The incident has renewed calls for the fencing that encages refugees to be removed.

The settlement hosts more than a million people and is the world’s largest refugee camp. Most of those living in it were forced to flee Myanmar in 2017, when the military launched a brutal crackdown against the minority, which a UN report later said was carried out with “genocidal intent”.

Mohammad Rofique, 30, who lives in a shelter close to where the fire started, told the Guardian he was forced to break through wire fencing that surrounds the camp to save his family. He managed to rescue his daughter, wife and his parents.

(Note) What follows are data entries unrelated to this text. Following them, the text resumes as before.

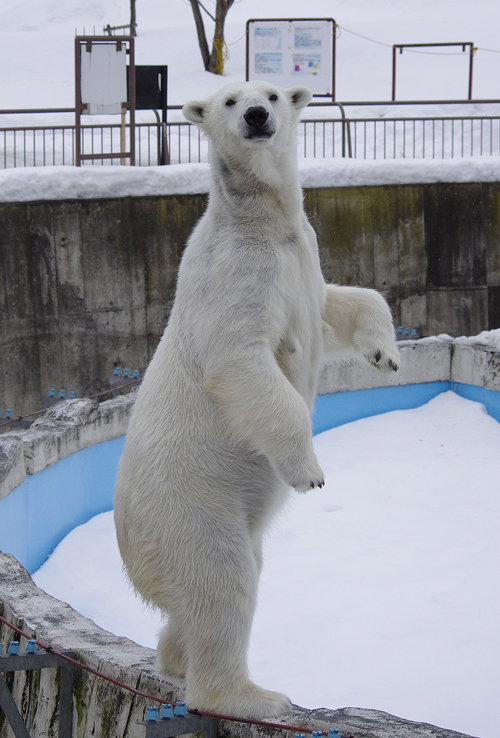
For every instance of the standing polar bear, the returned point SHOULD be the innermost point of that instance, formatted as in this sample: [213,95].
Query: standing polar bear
[221,427]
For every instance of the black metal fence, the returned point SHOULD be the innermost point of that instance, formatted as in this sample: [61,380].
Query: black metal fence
[410,137]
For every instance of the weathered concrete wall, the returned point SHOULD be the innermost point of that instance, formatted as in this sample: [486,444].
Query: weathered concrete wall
[88,284]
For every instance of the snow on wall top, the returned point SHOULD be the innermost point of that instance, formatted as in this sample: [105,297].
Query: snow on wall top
[68,183]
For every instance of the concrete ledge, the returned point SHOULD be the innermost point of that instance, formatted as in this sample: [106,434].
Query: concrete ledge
[66,427]
[103,710]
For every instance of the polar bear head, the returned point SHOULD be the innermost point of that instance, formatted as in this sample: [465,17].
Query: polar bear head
[249,115]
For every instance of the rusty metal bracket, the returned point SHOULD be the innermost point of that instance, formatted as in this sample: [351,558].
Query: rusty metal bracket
[181,726]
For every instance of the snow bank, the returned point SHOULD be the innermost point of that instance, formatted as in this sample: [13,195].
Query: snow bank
[68,183]
[485,338]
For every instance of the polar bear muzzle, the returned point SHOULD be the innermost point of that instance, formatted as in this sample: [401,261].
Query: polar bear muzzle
[258,124]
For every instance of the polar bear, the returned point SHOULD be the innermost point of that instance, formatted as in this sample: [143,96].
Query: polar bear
[221,428]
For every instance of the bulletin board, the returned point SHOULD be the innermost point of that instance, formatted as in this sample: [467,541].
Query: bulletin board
[295,51]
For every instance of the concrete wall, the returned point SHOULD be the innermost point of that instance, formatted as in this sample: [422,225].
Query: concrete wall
[88,284]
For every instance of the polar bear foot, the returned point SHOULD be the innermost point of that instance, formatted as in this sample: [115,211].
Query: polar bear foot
[246,700]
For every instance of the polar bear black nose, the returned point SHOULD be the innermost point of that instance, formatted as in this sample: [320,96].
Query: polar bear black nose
[256,117]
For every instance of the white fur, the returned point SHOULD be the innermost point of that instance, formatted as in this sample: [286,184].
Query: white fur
[221,428]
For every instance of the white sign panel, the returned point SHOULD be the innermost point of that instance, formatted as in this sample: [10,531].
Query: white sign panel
[289,52]
[103,78]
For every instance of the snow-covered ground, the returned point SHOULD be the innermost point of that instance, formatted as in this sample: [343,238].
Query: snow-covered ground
[37,56]
[378,591]
[37,48]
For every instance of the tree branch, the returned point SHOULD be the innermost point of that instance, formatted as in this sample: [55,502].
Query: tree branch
[200,30]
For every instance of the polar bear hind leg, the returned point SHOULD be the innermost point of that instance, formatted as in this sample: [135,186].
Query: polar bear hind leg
[206,638]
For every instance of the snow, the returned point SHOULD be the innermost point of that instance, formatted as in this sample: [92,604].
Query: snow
[378,591]
[38,36]
[66,183]
[486,338]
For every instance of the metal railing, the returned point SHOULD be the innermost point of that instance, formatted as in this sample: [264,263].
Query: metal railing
[411,137]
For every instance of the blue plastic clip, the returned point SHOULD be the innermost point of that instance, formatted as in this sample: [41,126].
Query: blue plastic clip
[151,715]
[180,709]
[166,712]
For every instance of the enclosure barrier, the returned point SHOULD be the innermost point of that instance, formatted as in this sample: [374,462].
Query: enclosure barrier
[397,137]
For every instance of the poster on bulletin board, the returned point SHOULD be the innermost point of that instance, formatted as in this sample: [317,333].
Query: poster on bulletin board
[291,52]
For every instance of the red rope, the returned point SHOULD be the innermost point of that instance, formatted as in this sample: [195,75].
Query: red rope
[152,696]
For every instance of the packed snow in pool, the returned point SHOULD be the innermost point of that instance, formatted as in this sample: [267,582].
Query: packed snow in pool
[378,591]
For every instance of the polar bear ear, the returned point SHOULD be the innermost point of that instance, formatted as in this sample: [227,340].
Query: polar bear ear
[195,111]
[299,96]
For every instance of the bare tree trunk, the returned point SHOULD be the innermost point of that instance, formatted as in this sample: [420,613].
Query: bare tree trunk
[216,57]
[200,30]
[133,24]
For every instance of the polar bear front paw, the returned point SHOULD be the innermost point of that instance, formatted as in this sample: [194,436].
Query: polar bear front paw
[382,356]
[245,700]
[304,480]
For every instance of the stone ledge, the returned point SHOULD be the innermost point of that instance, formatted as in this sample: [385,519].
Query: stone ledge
[72,425]
[66,427]
[101,708]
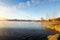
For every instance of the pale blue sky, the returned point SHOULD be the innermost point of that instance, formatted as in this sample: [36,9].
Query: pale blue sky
[29,9]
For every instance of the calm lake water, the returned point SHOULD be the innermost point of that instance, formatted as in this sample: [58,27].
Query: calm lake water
[16,30]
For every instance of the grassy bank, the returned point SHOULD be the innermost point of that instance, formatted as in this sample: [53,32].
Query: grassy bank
[53,24]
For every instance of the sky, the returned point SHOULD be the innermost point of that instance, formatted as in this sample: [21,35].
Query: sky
[29,9]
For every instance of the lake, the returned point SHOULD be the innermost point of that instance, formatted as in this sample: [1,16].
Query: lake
[17,30]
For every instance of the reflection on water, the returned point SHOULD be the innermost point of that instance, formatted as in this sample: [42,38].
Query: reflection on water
[23,31]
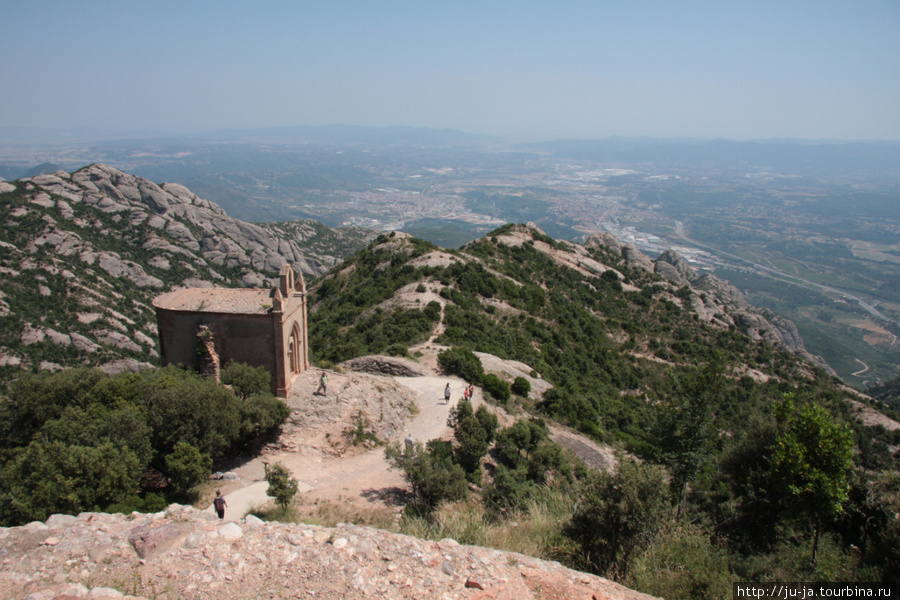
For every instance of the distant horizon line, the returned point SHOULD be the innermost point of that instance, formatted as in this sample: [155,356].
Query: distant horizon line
[71,135]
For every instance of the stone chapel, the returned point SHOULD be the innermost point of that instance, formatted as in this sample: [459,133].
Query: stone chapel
[206,328]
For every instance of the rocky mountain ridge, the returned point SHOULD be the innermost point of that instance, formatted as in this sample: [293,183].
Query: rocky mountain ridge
[714,300]
[184,553]
[83,254]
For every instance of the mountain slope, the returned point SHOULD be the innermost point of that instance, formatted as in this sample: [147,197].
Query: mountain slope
[83,254]
[611,330]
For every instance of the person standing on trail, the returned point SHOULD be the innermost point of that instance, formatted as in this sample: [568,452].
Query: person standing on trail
[220,504]
[323,385]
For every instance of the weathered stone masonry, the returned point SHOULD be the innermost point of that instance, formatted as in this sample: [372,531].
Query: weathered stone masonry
[261,327]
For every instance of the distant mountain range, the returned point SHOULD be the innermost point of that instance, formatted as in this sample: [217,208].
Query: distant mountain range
[83,254]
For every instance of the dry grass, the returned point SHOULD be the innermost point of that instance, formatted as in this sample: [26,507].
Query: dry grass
[536,530]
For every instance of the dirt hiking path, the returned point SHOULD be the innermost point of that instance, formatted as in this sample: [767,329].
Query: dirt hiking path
[328,442]
[316,447]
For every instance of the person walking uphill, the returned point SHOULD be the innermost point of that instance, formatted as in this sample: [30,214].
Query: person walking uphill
[220,504]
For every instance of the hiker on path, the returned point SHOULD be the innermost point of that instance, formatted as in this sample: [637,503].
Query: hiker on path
[323,385]
[220,504]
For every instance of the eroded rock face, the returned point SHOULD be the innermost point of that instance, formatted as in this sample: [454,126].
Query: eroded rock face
[714,301]
[384,365]
[189,554]
[128,240]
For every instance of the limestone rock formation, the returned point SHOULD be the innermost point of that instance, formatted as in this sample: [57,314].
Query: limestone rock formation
[715,301]
[384,365]
[186,553]
[103,243]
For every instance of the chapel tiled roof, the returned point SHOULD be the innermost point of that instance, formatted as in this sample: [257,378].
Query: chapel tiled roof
[243,301]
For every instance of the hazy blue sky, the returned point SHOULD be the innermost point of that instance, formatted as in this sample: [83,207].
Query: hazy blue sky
[725,68]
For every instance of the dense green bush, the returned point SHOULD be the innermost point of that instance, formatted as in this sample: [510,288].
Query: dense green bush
[474,431]
[282,486]
[246,380]
[521,387]
[79,440]
[462,362]
[619,513]
[187,467]
[431,473]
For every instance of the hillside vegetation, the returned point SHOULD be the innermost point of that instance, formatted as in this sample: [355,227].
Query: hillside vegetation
[755,465]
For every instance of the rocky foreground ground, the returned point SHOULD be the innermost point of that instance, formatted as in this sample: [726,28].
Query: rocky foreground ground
[184,553]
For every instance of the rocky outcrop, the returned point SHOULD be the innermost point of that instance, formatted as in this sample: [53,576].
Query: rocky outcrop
[713,300]
[186,553]
[384,365]
[101,242]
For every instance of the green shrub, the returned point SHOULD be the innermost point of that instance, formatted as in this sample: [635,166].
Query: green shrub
[496,387]
[187,467]
[462,362]
[619,513]
[474,432]
[282,486]
[431,473]
[246,380]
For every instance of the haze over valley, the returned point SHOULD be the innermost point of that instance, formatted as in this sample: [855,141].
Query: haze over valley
[809,230]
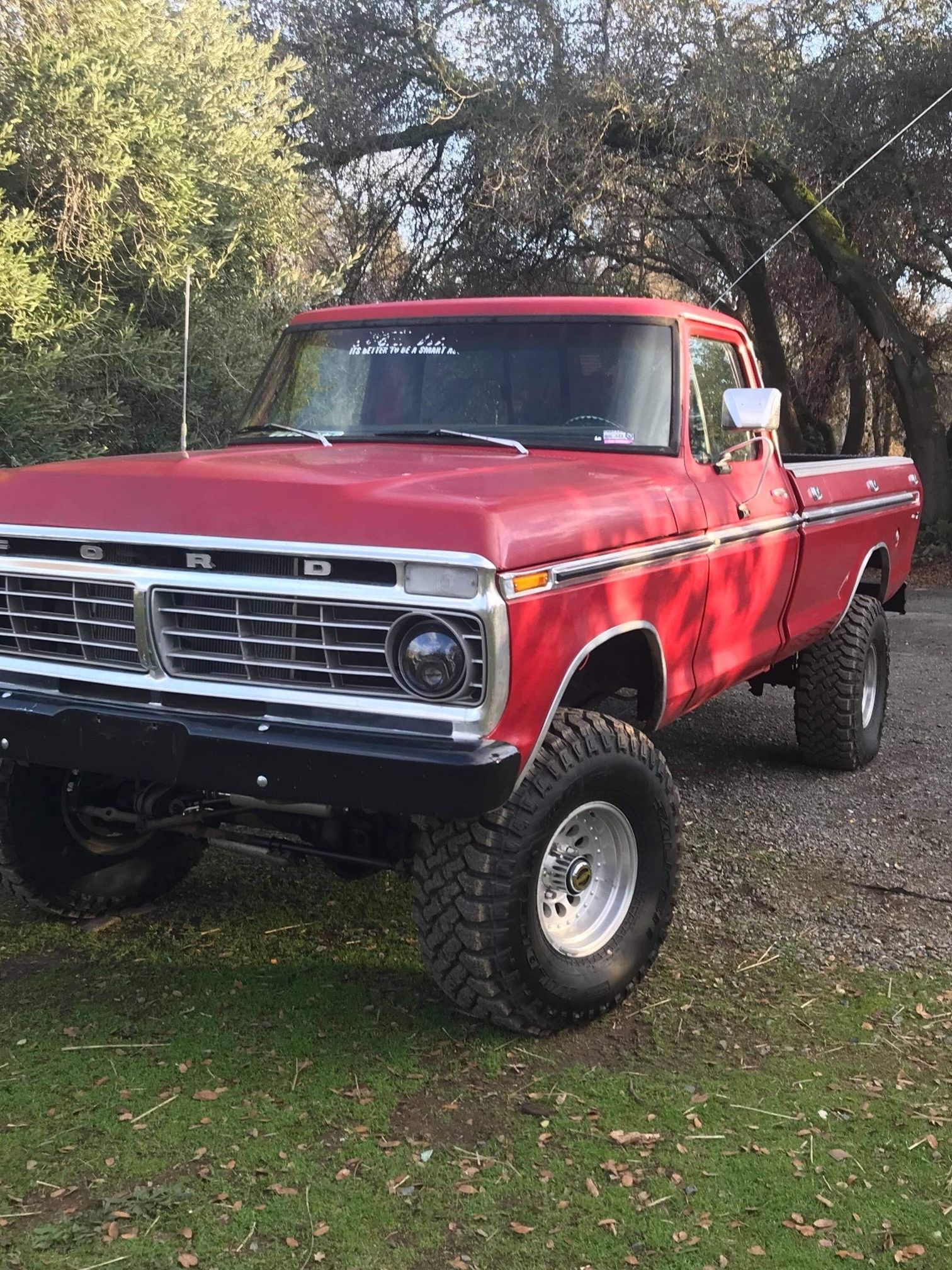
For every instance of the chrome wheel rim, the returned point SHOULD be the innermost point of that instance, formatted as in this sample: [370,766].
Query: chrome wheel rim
[587,879]
[870,680]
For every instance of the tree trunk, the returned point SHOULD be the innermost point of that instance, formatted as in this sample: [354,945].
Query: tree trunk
[856,420]
[767,337]
[910,377]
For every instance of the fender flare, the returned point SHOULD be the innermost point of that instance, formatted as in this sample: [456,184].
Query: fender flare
[659,665]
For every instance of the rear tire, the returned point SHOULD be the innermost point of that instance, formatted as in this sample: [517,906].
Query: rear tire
[45,862]
[521,920]
[839,701]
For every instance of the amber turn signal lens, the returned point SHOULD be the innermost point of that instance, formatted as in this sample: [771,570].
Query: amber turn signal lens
[530,581]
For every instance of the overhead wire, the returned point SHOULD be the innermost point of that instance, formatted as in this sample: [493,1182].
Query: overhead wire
[836,190]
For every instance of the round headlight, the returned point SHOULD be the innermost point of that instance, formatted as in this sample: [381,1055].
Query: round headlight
[427,657]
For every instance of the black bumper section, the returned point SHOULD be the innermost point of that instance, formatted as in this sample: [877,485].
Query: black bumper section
[404,775]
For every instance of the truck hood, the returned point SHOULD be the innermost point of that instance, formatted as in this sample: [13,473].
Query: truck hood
[516,511]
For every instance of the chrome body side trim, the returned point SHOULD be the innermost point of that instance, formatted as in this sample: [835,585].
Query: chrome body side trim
[660,673]
[591,568]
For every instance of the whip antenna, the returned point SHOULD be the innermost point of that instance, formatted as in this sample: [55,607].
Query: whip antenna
[834,191]
[183,433]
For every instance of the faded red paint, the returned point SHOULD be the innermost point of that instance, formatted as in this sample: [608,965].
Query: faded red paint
[722,616]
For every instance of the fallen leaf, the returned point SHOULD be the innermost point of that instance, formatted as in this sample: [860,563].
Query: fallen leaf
[633,1138]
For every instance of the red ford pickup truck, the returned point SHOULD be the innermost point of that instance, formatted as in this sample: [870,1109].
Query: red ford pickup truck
[378,626]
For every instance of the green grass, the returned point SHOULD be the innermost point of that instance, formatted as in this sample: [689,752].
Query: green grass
[349,1097]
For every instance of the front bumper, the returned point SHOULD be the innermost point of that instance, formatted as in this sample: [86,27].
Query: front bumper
[286,762]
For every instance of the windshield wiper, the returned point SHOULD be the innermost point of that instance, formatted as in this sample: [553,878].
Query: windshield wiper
[451,432]
[280,428]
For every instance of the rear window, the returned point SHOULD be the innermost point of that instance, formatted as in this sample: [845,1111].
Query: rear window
[573,384]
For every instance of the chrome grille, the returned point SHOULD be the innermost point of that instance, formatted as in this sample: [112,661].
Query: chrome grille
[69,621]
[291,642]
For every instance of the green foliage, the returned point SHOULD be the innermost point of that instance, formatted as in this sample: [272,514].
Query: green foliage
[141,139]
[934,541]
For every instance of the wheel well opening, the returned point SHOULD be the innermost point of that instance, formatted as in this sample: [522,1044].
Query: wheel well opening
[875,578]
[630,666]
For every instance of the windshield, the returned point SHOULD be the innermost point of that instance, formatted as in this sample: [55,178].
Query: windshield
[558,384]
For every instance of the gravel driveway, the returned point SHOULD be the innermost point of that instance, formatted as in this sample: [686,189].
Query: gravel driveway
[856,865]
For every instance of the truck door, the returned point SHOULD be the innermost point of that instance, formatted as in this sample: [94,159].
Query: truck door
[749,515]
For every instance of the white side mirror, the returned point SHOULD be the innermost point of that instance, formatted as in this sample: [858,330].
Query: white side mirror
[751,411]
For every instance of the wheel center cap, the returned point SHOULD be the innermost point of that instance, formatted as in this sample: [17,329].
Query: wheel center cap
[579,876]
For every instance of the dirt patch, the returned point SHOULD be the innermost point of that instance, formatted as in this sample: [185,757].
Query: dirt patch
[932,573]
[31,963]
[849,865]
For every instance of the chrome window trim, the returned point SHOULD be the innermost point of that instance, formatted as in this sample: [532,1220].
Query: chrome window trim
[468,723]
[589,568]
[829,466]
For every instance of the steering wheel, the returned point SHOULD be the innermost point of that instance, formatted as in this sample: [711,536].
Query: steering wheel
[597,418]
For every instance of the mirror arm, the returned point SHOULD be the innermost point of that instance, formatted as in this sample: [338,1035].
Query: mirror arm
[744,508]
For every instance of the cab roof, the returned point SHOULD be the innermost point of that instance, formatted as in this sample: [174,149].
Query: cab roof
[517,306]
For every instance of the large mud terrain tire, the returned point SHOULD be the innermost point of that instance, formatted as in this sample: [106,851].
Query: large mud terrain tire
[46,860]
[839,702]
[550,910]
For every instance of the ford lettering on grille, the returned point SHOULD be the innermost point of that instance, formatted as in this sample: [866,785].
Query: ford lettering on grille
[291,642]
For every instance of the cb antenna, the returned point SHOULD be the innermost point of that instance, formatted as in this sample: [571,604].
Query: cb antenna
[836,190]
[183,433]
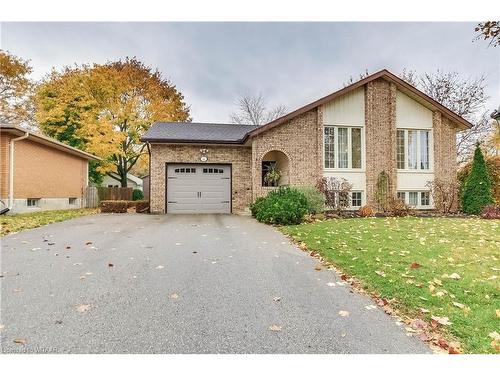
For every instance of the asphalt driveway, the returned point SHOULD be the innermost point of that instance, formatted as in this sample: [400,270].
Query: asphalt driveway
[179,284]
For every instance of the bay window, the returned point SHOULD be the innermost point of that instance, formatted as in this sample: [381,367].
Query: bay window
[413,149]
[342,147]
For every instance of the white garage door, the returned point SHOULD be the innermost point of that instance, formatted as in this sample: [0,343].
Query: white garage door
[198,188]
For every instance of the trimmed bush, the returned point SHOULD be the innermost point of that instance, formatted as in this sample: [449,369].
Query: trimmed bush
[491,211]
[113,206]
[315,199]
[254,207]
[283,206]
[142,206]
[477,192]
[137,195]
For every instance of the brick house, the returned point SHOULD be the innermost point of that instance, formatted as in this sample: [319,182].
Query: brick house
[380,123]
[40,173]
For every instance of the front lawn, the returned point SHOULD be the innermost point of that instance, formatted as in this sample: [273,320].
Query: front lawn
[440,267]
[19,222]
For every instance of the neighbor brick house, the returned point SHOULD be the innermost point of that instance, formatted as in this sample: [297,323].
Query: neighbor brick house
[47,174]
[380,123]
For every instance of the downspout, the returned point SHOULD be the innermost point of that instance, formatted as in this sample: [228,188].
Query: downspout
[11,168]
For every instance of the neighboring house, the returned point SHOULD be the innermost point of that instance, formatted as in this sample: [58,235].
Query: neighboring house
[145,185]
[40,173]
[380,123]
[132,181]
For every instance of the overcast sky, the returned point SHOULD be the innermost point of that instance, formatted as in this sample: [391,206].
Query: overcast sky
[289,63]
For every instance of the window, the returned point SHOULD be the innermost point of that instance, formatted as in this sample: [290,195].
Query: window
[418,199]
[33,202]
[329,147]
[267,165]
[413,198]
[401,149]
[425,198]
[212,170]
[343,147]
[185,170]
[356,199]
[413,149]
[356,147]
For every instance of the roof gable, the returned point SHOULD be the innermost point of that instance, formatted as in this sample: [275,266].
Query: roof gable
[402,85]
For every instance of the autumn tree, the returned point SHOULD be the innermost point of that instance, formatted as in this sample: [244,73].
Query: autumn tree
[105,110]
[489,30]
[465,96]
[251,110]
[15,90]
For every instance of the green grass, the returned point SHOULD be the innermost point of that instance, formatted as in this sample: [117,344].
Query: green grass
[441,246]
[19,222]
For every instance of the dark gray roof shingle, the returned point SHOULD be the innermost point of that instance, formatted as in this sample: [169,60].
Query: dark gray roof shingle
[197,132]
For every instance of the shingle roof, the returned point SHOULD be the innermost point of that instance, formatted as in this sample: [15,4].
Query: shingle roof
[197,132]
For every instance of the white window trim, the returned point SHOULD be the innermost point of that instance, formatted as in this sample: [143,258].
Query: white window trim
[419,205]
[431,151]
[349,148]
[362,199]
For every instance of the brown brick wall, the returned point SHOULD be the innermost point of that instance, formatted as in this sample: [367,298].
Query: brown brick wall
[42,172]
[380,133]
[238,156]
[300,140]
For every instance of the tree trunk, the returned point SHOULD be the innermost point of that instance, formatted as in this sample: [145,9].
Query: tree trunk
[123,180]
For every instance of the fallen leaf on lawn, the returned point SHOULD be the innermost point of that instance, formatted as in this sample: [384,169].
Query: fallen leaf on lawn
[443,320]
[418,324]
[83,308]
[494,335]
[275,328]
[454,348]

“My family is safe but my house is totally burned down. I have lost everything. I could not save any material or any goods that I own. As it is winter, people will suffer a lot,” he said, adding that people should be given new housing as quickly as possible.

Fires are a continual hazard in Cox’s Bazar, where more than one million people live in extremely crowded conditions, with bamboo and tarpaulin shelters packed closely together, surrounded by fencing.

In March 2021, a huge fire swept through another area of the camp, killing at least 15 people, and burning more than 10,000 shelters. The blaze was exacerbated by wire fencing, which trapped refugees, and which rights groups have urged the Bangladeshi government to remove.

After the fire, some residents formed nighttime patrols to protect their communities, fearing another deadly blaze.

Mohammad Yasin, 29, a resident of the camp, told the Agence France-Presse news agency that while fires occurred frequently, there was no way for communities to tackle Sunday’s blaze.

“There was no way we could put out the fire. There was no water. My home is burned. Many documents, which I brought from Myanmar, are also burned,” he said.

Sunday’s fire comes a week after another blaze broke out at a Covid isolation and treatment centre run by the International Organization For Migration (IOM).

Roberto Vila-Sexto, the Norwegian Refugee Council’s country director in Bangladesh, said he feared future fires could cause greater destruction.

“We need to provide safe, dignified shelter for refugees using fire-retardant material, and the dangerous barbed-wire fencing should be removed that divides the camps and slows the escape of people fleeing the flames,” he said.

IOM said it was assessing the scale of the damage caused by the latest blaze. “We are coordinating with other humanitarian actors to ensure that those affected are provided with food, health, protection, water, sanitation, and hygiene needs,” said Nusrath Ghazzali, the officer-in-charge for IOM Bangladesh.